The second warning sign of a bad nursing home is severe violations. It is important to note not only a facility’s record of violations, but also the severity of said violations. One violation for resident abuse is obviously much worse than four or five violations for cobwebs in the rafters or some similarly innocuous violation. Put the violations into perspective as much as possible.
Next, you should be aware of the rate of staff turnover. If a nursing home is constantly hiring and firing its employees, that should tip you off that things aren’t running smoothly. Look for facilities where the key employees and/or staff member have worked there for fifteen or twenty years. Additionally, if possible, try to observe employee/resident interactions to see if residents look comfortable and employees seem contented.

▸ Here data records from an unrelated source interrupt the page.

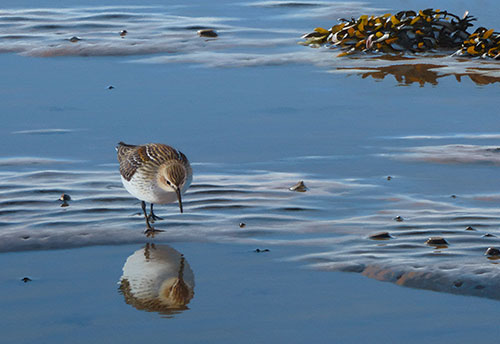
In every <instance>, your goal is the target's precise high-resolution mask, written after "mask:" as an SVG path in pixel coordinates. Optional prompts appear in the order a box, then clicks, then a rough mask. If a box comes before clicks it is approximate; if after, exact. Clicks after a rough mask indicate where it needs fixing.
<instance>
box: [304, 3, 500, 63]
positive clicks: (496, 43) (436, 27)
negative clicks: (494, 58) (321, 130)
mask: <svg viewBox="0 0 500 344" xmlns="http://www.w3.org/2000/svg"><path fill="white" fill-rule="evenodd" d="M475 20H476V18H474V17H472V16H470V15H469V12H465V14H464V15H463V16H462V17H459V16H457V15H455V14H453V13H450V12H448V11H441V10H438V9H436V10H434V9H430V8H429V9H426V10H421V11H419V12H418V13H417V12H415V11H401V12H398V13H397V14H395V15H392V14H390V13H387V14H384V15H381V16H368V15H362V16H360V17H359V18H357V19H355V18H351V19H345V18H341V19H339V21H340V23H339V24H337V25H334V26H332V27H331V28H330V29H329V30H326V29H323V28H321V27H318V28H315V29H314V31H313V32H311V33H308V34H306V35H304V36H302V38H303V39H305V41H303V42H301V44H303V45H308V46H312V47H318V46H321V45H330V46H334V47H339V48H340V49H341V50H342V52H341V53H340V54H339V55H338V56H345V55H349V54H354V53H357V52H376V53H378V52H380V53H402V52H410V53H422V52H428V51H436V50H443V49H445V50H451V49H454V50H455V49H459V50H458V51H456V52H455V55H459V56H481V57H492V58H495V59H496V58H499V57H500V34H499V33H495V32H494V31H493V30H487V29H486V28H484V27H480V28H478V29H477V30H476V31H475V32H474V33H472V34H470V33H469V32H468V31H467V30H468V28H469V27H471V26H473V24H472V22H473V21H475Z"/></svg>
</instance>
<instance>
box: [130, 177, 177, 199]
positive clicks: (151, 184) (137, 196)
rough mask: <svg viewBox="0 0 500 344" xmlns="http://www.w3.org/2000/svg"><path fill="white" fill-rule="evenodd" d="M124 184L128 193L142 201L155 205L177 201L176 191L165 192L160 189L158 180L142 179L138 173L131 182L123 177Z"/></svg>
mask: <svg viewBox="0 0 500 344" xmlns="http://www.w3.org/2000/svg"><path fill="white" fill-rule="evenodd" d="M122 183H123V186H124V187H125V189H127V191H128V192H130V193H131V194H132V195H133V196H134V197H136V198H138V199H140V200H141V201H145V202H148V203H155V204H165V203H172V202H175V201H177V195H176V194H175V192H174V191H172V192H168V191H165V190H163V189H162V188H160V187H158V185H157V184H156V180H147V179H145V178H141V177H140V176H138V174H137V173H136V174H135V175H134V176H133V177H132V179H131V180H130V181H128V180H126V179H125V178H123V176H122Z"/></svg>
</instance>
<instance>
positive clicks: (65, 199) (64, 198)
mask: <svg viewBox="0 0 500 344" xmlns="http://www.w3.org/2000/svg"><path fill="white" fill-rule="evenodd" d="M59 200H60V201H64V202H66V201H71V196H70V195H68V194H62V195H61V197H59Z"/></svg>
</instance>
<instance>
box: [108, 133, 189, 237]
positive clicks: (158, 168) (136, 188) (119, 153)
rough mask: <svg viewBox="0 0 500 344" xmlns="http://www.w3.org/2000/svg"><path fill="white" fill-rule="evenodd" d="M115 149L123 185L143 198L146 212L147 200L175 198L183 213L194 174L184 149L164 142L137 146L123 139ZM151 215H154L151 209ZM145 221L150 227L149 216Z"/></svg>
mask: <svg viewBox="0 0 500 344" xmlns="http://www.w3.org/2000/svg"><path fill="white" fill-rule="evenodd" d="M116 150H117V155H118V162H119V163H120V174H121V177H122V182H123V185H124V186H125V188H126V189H127V191H128V192H130V193H131V194H132V195H133V196H135V197H136V198H138V199H140V200H141V201H143V206H142V207H143V211H144V212H145V210H144V208H145V205H144V202H148V203H151V204H155V203H156V204H164V203H171V202H175V201H176V200H178V201H179V206H180V209H181V212H182V202H181V194H183V193H184V192H185V191H186V190H187V188H189V185H190V184H191V181H192V176H193V171H192V169H191V165H190V164H189V161H188V159H187V158H186V156H185V155H184V154H183V153H182V152H180V151H178V150H176V149H175V148H173V147H170V146H167V145H164V144H161V143H149V144H146V145H141V146H134V145H128V144H126V143H123V142H120V143H119V144H118V146H117V147H116ZM151 209H152V207H151ZM145 215H146V214H145ZM150 216H153V217H154V214H152V210H151V215H150ZM146 224H147V226H148V228H150V225H149V222H148V217H147V216H146Z"/></svg>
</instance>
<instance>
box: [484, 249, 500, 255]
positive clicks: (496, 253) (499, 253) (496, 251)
mask: <svg viewBox="0 0 500 344" xmlns="http://www.w3.org/2000/svg"><path fill="white" fill-rule="evenodd" d="M484 255H485V256H490V257H499V256H500V250H499V249H498V248H496V247H488V249H487V250H486V252H485V253H484Z"/></svg>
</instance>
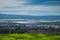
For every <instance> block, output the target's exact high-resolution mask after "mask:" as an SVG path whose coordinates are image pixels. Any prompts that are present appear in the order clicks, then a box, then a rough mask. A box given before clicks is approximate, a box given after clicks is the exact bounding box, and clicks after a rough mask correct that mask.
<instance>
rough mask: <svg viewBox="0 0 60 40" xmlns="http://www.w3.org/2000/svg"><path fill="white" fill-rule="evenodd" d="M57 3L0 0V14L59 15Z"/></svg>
mask: <svg viewBox="0 0 60 40" xmlns="http://www.w3.org/2000/svg"><path fill="white" fill-rule="evenodd" d="M59 2H60V1H46V2H42V3H41V2H40V4H39V2H38V3H36V2H33V3H32V2H31V1H30V0H0V14H13V15H33V16H41V15H60V5H59ZM34 3H35V4H36V5H35V4H34ZM54 3H55V4H56V5H55V4H54ZM48 4H49V5H48Z"/></svg>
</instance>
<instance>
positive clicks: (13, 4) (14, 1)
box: [0, 0, 27, 6]
mask: <svg viewBox="0 0 60 40" xmlns="http://www.w3.org/2000/svg"><path fill="white" fill-rule="evenodd" d="M24 3H27V1H17V0H0V6H17V5H22V4H24Z"/></svg>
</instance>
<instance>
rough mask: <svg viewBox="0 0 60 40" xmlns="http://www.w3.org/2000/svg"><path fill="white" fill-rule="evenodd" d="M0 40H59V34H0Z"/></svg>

Fourth, consider the level of independence afforded to residents at each facility. It is actually beneficial to a nursing home resident’s health to have some level of freedom to make decisions about their own day to day life. Consider the following questions: are residents allowed to decorate their rooms? Are residents provided with activities to choose from? Are residents treated as adults and not talked down to? The answers to each of these questions could help you perceive how your loved one will be treated when you are not around.
Finally, trust you gut. If you feel uneasy or unsure about a particular nursing home, then it probably is not the best choice for you and your loved ones. Simple things like cleanliness of common areas and appearance of staff members can be indicative of a facility’s overall standard of care. Don’t discount your first impressions of a facility—trust your instincts.